Der Verantwortliche sitzt in Berlin

Im Oktober war er noch vorgesehen, ein Sitz für Schwule und Lesben im ZDF-Fernsehrat – schließlich soll das Gremium laut Urteil des Bundesverfassungsgerichts weniger aus Politikern bestehen, sondern vielmehr die Vielfalt der Gesellschaft abbilden. Zum Verständnis: Der Fernsehrat beschließt und überwacht die Richtlinien für das ZDF-Programm und wird vom Intendanten über neue Programmentscheidungen frühzeitig informiert – wie zum Beispiel die Absetzung von „Wetten, dass …?“ In der Realität nehmen Mitglieder solcher Gremien auch nicht selten Einfluss auf das Programm. Das läuft in der Regel so ab: Er oder sie nimmt den Intendanten, Chefredakteur oder Abteilungsleiter beiseite, weil ihm eine bestimmte Berichterstattung missfällt oder im Programm fehlt und das wird dann weitergegeben an die Redakteure oder Reporter – meist ohne, dass dabei bekannt wird, woher der Wind weht.

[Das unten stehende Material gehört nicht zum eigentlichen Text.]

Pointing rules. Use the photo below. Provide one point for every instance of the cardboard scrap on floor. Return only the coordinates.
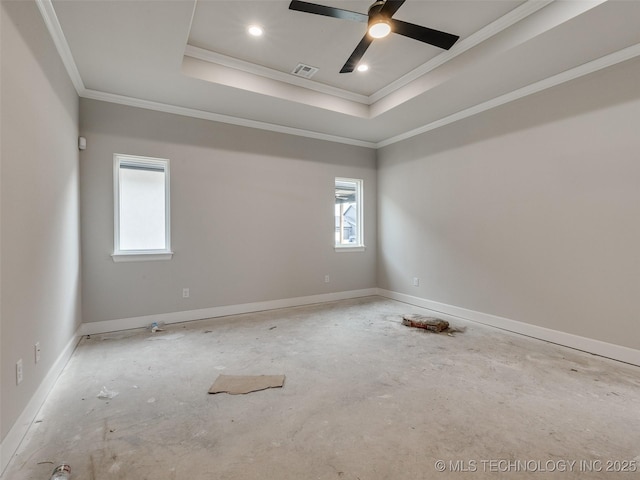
(241, 384)
(428, 323)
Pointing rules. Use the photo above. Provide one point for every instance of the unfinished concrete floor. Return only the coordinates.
(365, 398)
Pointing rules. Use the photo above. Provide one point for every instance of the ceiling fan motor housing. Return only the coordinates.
(379, 25)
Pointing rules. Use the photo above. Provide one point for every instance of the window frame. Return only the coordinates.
(119, 255)
(359, 246)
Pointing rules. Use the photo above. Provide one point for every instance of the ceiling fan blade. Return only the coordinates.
(357, 55)
(328, 11)
(424, 34)
(390, 7)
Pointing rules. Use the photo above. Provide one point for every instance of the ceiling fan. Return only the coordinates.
(379, 25)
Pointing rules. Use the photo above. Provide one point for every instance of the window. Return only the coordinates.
(348, 214)
(141, 210)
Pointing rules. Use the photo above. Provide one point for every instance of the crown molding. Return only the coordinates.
(504, 22)
(568, 75)
(55, 30)
(217, 117)
(53, 25)
(259, 70)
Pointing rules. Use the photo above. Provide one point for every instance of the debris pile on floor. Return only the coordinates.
(241, 384)
(428, 323)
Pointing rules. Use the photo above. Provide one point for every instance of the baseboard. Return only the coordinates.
(93, 328)
(589, 345)
(11, 442)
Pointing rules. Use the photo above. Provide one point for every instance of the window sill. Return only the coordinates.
(141, 256)
(349, 248)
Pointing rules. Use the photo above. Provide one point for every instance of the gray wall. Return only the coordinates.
(40, 299)
(529, 211)
(251, 214)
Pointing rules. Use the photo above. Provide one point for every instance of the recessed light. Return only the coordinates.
(255, 30)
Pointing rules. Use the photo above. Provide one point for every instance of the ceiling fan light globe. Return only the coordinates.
(379, 29)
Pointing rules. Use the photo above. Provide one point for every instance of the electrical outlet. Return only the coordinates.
(19, 372)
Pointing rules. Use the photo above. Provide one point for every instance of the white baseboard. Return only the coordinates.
(589, 345)
(92, 328)
(12, 441)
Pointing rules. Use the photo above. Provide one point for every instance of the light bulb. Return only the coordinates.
(255, 30)
(380, 29)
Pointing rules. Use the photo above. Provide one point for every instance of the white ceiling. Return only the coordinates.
(195, 58)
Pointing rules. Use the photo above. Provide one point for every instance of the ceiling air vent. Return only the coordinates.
(304, 71)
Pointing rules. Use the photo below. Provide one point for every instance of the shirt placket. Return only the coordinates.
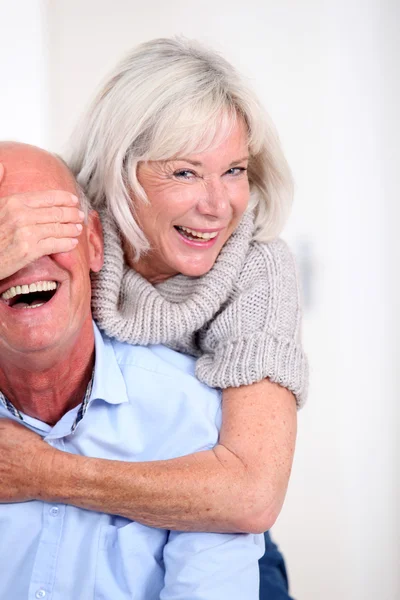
(45, 565)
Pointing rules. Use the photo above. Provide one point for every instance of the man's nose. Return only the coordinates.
(215, 200)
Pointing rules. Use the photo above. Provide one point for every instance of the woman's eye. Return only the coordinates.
(236, 171)
(184, 174)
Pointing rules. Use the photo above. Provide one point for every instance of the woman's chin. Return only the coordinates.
(193, 269)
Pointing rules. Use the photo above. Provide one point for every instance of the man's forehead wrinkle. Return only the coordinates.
(27, 170)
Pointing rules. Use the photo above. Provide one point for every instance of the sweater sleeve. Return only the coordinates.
(257, 333)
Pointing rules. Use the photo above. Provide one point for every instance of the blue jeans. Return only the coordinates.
(274, 583)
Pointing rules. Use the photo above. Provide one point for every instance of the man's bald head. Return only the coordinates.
(32, 169)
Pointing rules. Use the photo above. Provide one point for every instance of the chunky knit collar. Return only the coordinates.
(126, 306)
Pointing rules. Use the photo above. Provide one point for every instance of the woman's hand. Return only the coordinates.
(23, 456)
(34, 225)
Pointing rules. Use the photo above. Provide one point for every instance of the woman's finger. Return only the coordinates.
(56, 230)
(44, 199)
(54, 245)
(56, 214)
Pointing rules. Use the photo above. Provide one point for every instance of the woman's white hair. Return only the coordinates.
(168, 97)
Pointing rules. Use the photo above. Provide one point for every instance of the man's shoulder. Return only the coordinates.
(154, 358)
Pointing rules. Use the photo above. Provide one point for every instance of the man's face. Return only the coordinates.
(45, 306)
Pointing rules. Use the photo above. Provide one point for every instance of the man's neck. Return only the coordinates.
(47, 394)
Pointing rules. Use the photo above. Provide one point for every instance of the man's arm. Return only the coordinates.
(238, 486)
(212, 566)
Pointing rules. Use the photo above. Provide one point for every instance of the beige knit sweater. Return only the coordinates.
(242, 319)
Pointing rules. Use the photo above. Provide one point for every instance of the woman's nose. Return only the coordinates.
(215, 200)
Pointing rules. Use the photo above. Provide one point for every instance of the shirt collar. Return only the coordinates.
(106, 383)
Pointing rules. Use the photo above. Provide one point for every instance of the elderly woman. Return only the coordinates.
(179, 159)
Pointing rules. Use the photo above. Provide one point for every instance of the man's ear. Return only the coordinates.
(95, 241)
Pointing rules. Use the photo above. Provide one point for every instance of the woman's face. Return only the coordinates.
(195, 204)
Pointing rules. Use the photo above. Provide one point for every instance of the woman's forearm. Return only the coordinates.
(238, 486)
(206, 491)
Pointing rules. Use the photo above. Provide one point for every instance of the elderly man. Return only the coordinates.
(87, 394)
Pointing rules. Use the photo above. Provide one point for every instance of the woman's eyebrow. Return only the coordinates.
(197, 163)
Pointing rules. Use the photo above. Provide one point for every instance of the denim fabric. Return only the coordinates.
(274, 584)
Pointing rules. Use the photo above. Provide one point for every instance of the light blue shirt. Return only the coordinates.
(146, 404)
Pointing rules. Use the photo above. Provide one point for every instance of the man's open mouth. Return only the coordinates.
(30, 295)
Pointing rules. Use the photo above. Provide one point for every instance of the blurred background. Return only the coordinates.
(328, 73)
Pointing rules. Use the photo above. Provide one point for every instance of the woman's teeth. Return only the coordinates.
(38, 286)
(192, 234)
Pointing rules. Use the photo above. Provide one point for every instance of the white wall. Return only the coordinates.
(23, 72)
(326, 72)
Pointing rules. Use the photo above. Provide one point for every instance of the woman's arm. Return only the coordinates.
(239, 486)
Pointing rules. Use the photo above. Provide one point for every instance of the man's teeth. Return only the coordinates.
(38, 286)
(199, 234)
(22, 305)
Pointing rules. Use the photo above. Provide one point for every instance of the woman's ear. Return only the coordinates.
(95, 241)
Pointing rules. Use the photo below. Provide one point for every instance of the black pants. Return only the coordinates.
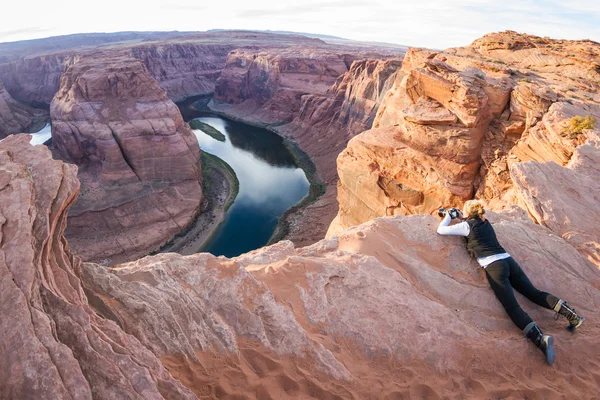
(504, 275)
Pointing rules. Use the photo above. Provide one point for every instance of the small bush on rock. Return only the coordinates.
(576, 125)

16 Lebensbereiche aus 16 Bundesländern

Zurück zum Karlsruher Urteil: Die Regierungschefs der 16 Bundesländer einigten sich darauf, 16 sogenannte Lebensbereiche im ZDF-Staatsvertrag zu verankern, die dann laut Entwurf „den einzelnen Bundesländern zugewiesen werden“. Im Klartext: Jedes Land entsendet künftig einen regionalen Vertreter einer bestimmten gesellschaftlichen Gruppe in den Fernsehrat. Erstmals in der Geschichte des Senders sollte künftig auch ein LGBTI-Vertreter (lesbisch, schwul, bisexuell, transsexuell, transgender, intersexuell und queer) in diesem wichtigen Programm-Kontrollgremium sitzen. Das sah ein internes Arbeitspapier der Bundesländer zum neuen ZDF-Staatsvertrag von Oktober 2014 vor. Doch im schließlich veröffentlichten Entwurf drei Monate später war kein LGBTI-Fernsehratsmitglied mehr vorgesehen: Der Sitz war kurzfristig wieder gestrichen worden. Diese Rolle rückwärts hat zu scharfer Kritik aus der Homo-Community geführt. Die Erklärung für das merkwürdige Hin und Her scheint kompliziert – aber auch ziemlich banal. Und sie hat nach MÄNNER-Informationen vor allem mit dem Rücktritt von Klaus Wowereit als Regierendem Bürgermeister von Berlin zu tun.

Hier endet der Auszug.